I was recently interviewed by Kerre McIvor on Newstalk ZB about entrepreneurship during lockdown. In the interview I discuss which industries new businesses were in, where they were located, and how these lockdown businesses will support the economic recovery.
Analysis of the Companies Register had shown me that there were more than 3,000 companies started in April during the most restrictive period of our lockdown. A remarkable number of people willing to give it a go at a time when we were all stuck at home.
The process of change is a friend of entrepreneurship. The chaos of disrupted supply chains, new patterns of consumer demand and changing business practices are things that present entrepreneurs with opportunity.

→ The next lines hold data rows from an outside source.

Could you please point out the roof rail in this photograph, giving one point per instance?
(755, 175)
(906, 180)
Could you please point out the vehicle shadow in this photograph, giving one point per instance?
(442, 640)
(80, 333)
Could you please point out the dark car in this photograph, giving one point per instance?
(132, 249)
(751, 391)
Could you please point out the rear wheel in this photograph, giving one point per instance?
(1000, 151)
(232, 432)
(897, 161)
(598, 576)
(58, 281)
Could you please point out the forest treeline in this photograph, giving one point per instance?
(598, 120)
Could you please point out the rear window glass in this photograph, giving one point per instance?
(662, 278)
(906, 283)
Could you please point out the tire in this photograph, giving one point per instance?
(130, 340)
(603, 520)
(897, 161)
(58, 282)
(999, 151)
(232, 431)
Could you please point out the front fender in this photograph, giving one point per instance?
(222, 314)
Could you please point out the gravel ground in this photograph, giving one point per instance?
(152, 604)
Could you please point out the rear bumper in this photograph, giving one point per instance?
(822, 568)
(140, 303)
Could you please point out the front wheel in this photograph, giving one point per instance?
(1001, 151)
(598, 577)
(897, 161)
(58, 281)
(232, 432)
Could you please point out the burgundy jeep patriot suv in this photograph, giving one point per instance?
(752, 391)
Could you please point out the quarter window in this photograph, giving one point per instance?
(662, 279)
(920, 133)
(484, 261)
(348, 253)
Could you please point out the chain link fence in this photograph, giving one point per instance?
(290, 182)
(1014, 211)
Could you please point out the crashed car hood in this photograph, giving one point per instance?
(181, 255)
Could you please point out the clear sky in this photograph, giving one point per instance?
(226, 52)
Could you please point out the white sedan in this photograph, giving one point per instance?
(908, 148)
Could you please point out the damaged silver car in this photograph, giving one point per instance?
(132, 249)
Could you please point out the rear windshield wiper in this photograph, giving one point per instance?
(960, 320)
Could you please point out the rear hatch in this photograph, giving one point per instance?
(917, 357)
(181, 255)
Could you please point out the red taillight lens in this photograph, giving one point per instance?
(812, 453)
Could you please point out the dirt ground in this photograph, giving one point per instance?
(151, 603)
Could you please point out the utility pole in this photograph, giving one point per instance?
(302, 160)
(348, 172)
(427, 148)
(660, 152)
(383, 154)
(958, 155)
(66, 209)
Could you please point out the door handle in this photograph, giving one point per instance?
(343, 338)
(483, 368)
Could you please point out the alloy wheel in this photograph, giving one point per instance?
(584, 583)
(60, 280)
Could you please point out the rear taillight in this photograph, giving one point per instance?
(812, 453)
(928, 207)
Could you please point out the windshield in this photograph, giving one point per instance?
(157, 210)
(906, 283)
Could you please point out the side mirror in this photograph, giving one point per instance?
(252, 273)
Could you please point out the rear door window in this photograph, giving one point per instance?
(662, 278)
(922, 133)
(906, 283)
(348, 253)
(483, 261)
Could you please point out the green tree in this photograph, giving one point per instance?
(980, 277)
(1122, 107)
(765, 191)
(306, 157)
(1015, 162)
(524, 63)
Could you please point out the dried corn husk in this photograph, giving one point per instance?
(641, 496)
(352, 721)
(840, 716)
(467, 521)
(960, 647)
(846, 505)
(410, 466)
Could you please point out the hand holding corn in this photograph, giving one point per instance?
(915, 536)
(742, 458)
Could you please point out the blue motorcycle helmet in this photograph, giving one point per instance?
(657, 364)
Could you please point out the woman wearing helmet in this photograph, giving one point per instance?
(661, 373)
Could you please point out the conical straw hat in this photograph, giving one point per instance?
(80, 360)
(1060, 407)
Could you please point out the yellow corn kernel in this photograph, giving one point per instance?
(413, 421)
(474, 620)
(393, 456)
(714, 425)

I told Kerre that many of the businesses that have started up during lockdown were offering professional services, given that these services are “weightless” and don’t require large amounts of capital. Nevertheless, I had observed a surprising number of retail and construction businesses.
The new businesses were spread throughout the country, with some of the highest rates of entrepreneurship evident in cities that have recently attracted a lot of regional migrants out of the big smoke. The extensive testing of working from home has given people the confidence to work anywhere in the country.
Not all the companies started now will be thriving in a year’s time. Many will inevitably fail, but that’s just life when it comes to business. The process of creative destruction, where new and more innovative businesses replace those that fall by the wayside, is what will help propel New Zealand’s recovery and long-term productivity.